Established cultures of all three parasites are essentially handled in the same way.
Xenic cultures of E. histolytica are routinely passaged at 48-72 hour intervals; usually a Monday/ Wednesday/ Friday schedule is convenient. The inoculum size for the longer incubation period should be smaller than that for shorter incubations. However, variation among isolates and flora means that no generalities can be made regarding the size of inocula or the amount of rice and antibiotics to be added to the medium for optimal growth. It is very much a case of trial and error combined with experience in evaluating growth of cultures that leads to successful establishment of E. histolytica in xenic culture. It is recommended that xenic cultures be passaged using two or more inoculum sizes to ensure a successful subculture. A significant threshold effect can sometimes be encountered, where an certain inoculum size gives rise to a healthy culture but an inoculum smaller by as little as 50 µl may result in no amebal growth.
Axenic cultures of E. histolytica are passaged at 72 and 96 hour intervals, with a Monday/ Friday schedule being convenient. Again the inocula for the longer incubation period should be smaller than for the shorter, and again trial and error is needed to find out exactly what those are, due to significant variation among isolates. While counted inocula are desirable, established cultures become predictable and measured volume inocula can be used.
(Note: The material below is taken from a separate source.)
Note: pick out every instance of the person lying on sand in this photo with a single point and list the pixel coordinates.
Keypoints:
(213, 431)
Visual inspection of every culture before subculture is recommended since what appears to be a heavy culture may in fact contain many lysed cells, indicating that the previous inoculum used was too large. An increased inoculum volume may be warranted for the following subculture to compensate for the dead amebae. Likewise, parallel duplicate cultures are recommended in case of inadvertent contamination or tube breakage. The unused culture can be kept at 33° C as a 'backup' in case of problems.
The method for subculturing all types of cultures is essentially the same. Cultures are chilled in an ice-water bath for 5 minutes (both xenic and axenic E. histolytica) to release trophozoites attached to the glass culture tube. Chilled tubes are inverted several times to disperse the cells and a measured inoculum is passed aseptically to a culture tube containing 13 ml of fresh medium. The tubes are capped tightly and incubated at 35.5° C, either vertically (xenic cultures) or at 5° to the horizontal (established axenic cultures).